Bagaimana menurutmu? Buku apa yang terakhir kamu baca? Apakah kamu menikmati tiap detiknya?

Kalau kamu punya feedback untuk saya, silakan hubungi melalui email ini atau DM Twitter @jagadgp.

Happy weekend!

Jagad

🌐 Post

Post saya di minggu ini adalah summary buku Sea Prayer oleh Khaled Hosseini. Salah satu buku terbaik yang saya baca, disajikan dengan ilustrasi yang indah. Sebenarnya sudah cukup lama saya menulis summary-nya, namun baru sempat saya selesaikan di minggu ini. Menceritakan isi surat seorang ayah kepada anaknya menjelang perjalanan mereka mengungsi. Sambil mengawasi putranya yang sedang tidur, sang ayah merenungkan bahaya yang terbentang di depan mata mereka dan begitu cepatnya kehidupan mereka berubah akibat perang.

📖 Buku

Dune oleh Frank Herbert. Sudah lama masuk ke dalam list “want to read”, saya membeli buku ini lewat Amazon Kindle. Dengan tebal 890 halaman, mungkin akan cukup lama saya menyelesaikannya. Tapi beberapa chapter awal langsung menarik perhatian dan saya sepertinya akan sangat menikmati membaca buku ini (walaupun penasaran, saya bertekad tidak akan menonton filmnya sampai saya selesai membaca 😁).

🎥 Film/Series

Set It Up di Netflix. Sebuah drama rom-com ringan yang surprisingly menarik. Menceritakan dua asisten yang overwork yang berencana untuk menjodohkan kedua bos mereka agar mereka bisa mendapatkan waktu luang. Ada tiga hal yang saya dapatkan setelah menonton:

#1 Saat kita tidak bisa menentukan prioritas, orang lain yang akan melakukannya. Tokoh utama di film ini sangat sibuk dan bekerja keras untuk memenuhi keinginan bosnya, sampai lupa apa keinginan dan cita-citanya sendiri

#2 Kadang kita takut memulai sesuatu karena tidak ingin hasilnya jelek atau tidak sesuai ekspektasi. Tapi, tentu saja hal yang baru kita mulai pertama kali hasilnya tidak sebagus yang kita mau. Justru karena itu, tetap lakukan dan terus lakukan hingga akhirnya kita bisa memperbaiki lalu meningkatkan kemampuan kita

#3 Hal paling menarik di film ini adalah teori mengenai “And yet…” Saya tidak akan memberikan spoiler, tapi scene saat kedua tokoh utama membahas hal tersebut sangat mengena dan salah satu alasan saya merekomendasikan film ini

🗞️ Artikel

Soliciting Hard Feedback oleh Ami Vora. Artikel yang mengingatkan saya bahwa saya masih perlu belajar mengenai bagaimana menerima feedback dan kritik. Hal ini merupakan sesuatu yang perlu dilatih karena sulit dan berat. Namun kita bisa bertumbuh dan berkembang lebih cepat apabila mau menerima feedback serta memberikan respon yang sesuai.
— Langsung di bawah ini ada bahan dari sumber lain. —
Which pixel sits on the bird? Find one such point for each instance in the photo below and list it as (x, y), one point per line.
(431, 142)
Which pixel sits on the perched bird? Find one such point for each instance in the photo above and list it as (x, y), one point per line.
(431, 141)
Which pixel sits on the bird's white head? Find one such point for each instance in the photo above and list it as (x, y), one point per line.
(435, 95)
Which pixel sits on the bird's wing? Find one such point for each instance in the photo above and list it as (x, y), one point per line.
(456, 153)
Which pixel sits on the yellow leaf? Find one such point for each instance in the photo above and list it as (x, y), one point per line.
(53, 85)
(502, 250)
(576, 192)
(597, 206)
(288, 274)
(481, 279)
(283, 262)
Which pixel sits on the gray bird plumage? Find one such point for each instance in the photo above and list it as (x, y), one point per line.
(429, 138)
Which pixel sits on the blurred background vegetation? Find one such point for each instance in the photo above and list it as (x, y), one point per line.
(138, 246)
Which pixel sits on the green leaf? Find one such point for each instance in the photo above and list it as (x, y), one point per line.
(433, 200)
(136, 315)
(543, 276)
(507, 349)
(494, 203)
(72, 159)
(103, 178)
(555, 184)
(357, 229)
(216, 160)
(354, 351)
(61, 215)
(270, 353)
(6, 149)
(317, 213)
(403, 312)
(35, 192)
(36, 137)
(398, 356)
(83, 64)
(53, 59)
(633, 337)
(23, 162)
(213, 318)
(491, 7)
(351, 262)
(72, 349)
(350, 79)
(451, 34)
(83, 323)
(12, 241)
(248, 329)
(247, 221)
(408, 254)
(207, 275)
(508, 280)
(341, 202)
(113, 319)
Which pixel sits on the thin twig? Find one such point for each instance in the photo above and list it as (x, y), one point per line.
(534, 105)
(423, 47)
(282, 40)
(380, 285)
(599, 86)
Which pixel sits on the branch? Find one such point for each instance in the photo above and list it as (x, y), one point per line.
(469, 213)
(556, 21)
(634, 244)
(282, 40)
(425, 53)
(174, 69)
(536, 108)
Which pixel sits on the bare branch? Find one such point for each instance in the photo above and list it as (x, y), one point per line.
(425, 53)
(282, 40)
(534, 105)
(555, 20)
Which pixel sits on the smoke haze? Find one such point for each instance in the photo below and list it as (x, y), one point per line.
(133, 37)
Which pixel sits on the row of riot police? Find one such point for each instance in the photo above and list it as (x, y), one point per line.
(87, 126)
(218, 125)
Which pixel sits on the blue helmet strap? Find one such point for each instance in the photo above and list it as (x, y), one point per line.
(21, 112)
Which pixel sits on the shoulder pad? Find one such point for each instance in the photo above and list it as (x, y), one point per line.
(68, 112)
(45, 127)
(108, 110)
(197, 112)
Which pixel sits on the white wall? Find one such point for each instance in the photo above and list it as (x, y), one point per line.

Men Have Fewer Friends Than Ever, and It’s Harming Their Health oleh Aubrey Hirsch. Artikel yang ditulis di Vox ini menunjukkan kalau menurut survey, persentase pria yang memiliki paling tidak 6 teman dekat turun hingga setengah antara tahun 1990 dan 2021. Bahkan satu dari lima pria single mengatakan kalau mereka tidak punya teman dekat. Hal ini ternyata berpengaruh langsung terhadap kesehatan badan serta sistem imun, selain kesehatan mental tentunya.

💭 Quote

“No matter how difficult the reality, you mustn’t let yourself be beaten. You must have a strong will. You have to summon what you know is right from your innermost depths and follow it.”